We walk over to the garage. When it’s clear we’re coming inside a couple of Lurkers drop their magazines and grab rubber mallets to start beating on the engine of a car that hasn’t moved in a good ten years. The Lurkers are vucaris, Russian beast men. Mostly wolves. They’re kind of like Nahuals, the local frat beasts. Like Manimal Mike’s half-assed front job these two look don’t look like much in the brains and ambition department.

“Is Mike around?”

“Who vants to know?” asks the taller of the two in a deep Boris Badenov accent.

“The Devil.”

Ivan the Terrible considers this for a minute.

“He’s busy.”

“Tell him I might be willing to do a deal where he gets his soul back.”

Ivan stares but the shorter vucari stands on tiptoe and whispers something in his ear.

“Vait here,” says Ivan.

“That’s okay. We’ll come with you.”

He weighs the rubber mallet in his hand but the little vucari says something else and Ivan backs down.

“This vay.”

“Why don’t you point to the door and we’ll make our own introductions.”

Ivan points to a grimy door with plastic “Cash Only” and “Protected by Smith & Wesson” signs tacked on the front. I open the door quietly and Candy and I go inside.

Manimal Mike is sprawled on a vinyl sofa with his back to the door. The sofa is patched with duct tape and smeared with enough grease to slick down the manes of all four presidents on Mount Rushmore. Across the room is a half-empty bottle of generic vodka on a worktable scattered with tools, gears, springs, and a sputtering half-finished mechanical python.

Mike has a little 9mm Kel-Tec in his hand and a shot glass on his head. I take Candy’s arm and pull her over by a tire rack. It’s lousy cover but it’s better than nothing.

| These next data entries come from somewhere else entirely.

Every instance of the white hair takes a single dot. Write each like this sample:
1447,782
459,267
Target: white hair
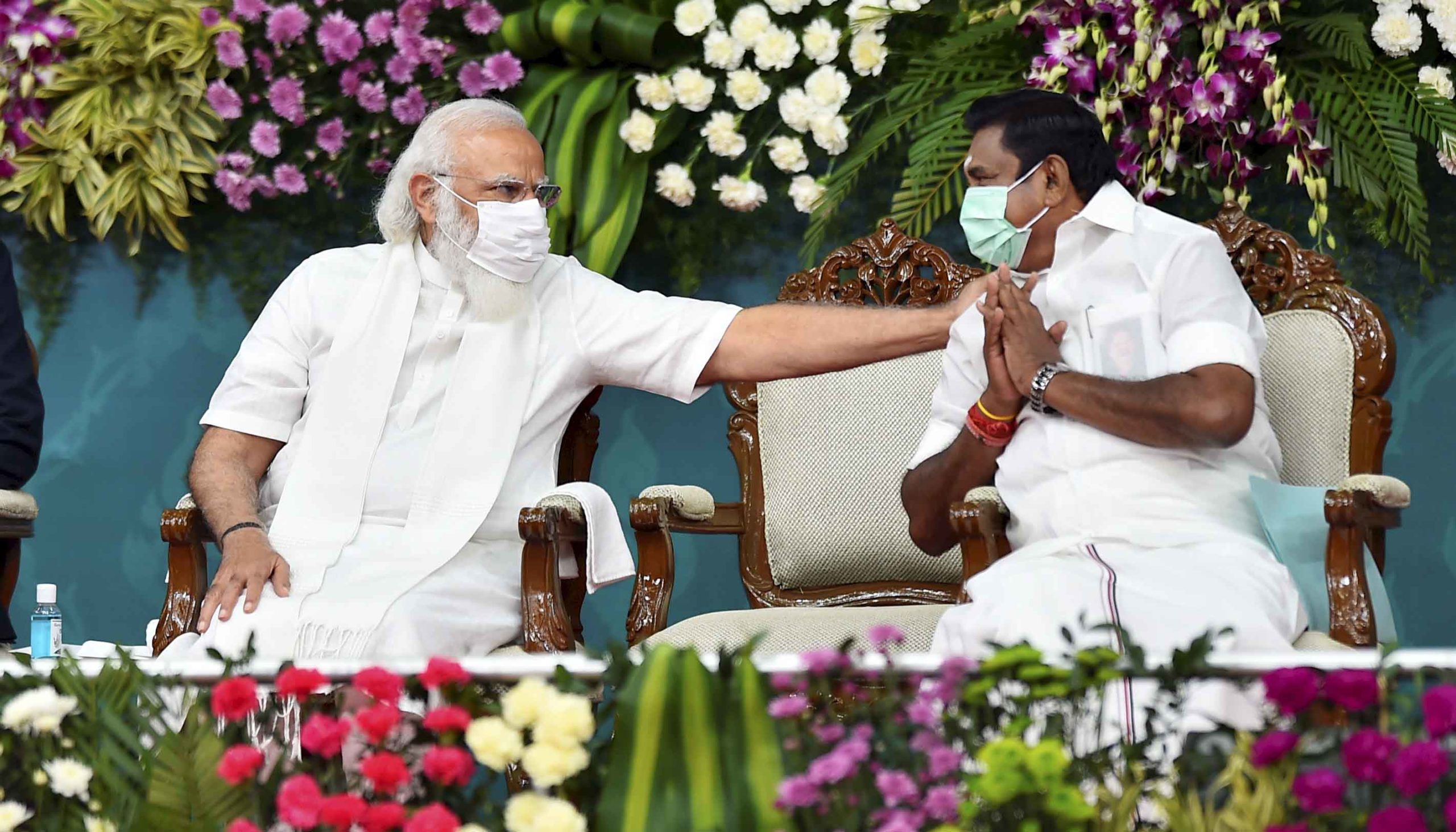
432,149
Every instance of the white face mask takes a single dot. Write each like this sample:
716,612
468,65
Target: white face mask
510,241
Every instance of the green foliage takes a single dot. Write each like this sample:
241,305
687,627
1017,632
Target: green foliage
130,139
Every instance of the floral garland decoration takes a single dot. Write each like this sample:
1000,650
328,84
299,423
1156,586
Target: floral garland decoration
755,56
28,47
1184,92
328,91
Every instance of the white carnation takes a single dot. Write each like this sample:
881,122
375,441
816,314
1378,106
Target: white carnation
828,88
721,50
788,6
750,24
805,193
797,110
723,136
740,194
654,91
788,155
868,53
832,133
776,50
822,41
676,186
692,17
69,777
1397,32
693,89
1441,79
640,131
746,89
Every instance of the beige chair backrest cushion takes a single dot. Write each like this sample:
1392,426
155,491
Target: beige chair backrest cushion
833,451
1309,369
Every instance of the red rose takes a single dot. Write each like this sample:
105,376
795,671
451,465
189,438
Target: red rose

Manimal Mike takes aim and fires at a steel plate mounted on the far wall. The bullet ricochets and hits an identical plate on the wall behind him. It ricochets again and hits the back of the sofa. This isn’t suicide. It’s Billy Flinch. A solo William Tell game where you try to shoot an apple off your head with a ricochet. I don’t think Mike is very good at it but you have to give him points for perseverance. There are at least a hundred holes in the sofa’s backside. Mike fires three more times without coming close to the shot glass on his brainless head. When the gun goes click  click, Mike drops out the empty clip and reloads it from a box of bullets next to him.

I say, “Hi, Mike,” and a handful of bullets go flying. The shot glass falls and shatters on the floor. He turns and looks at us with red hangover eyes, pointing the empty gun at us.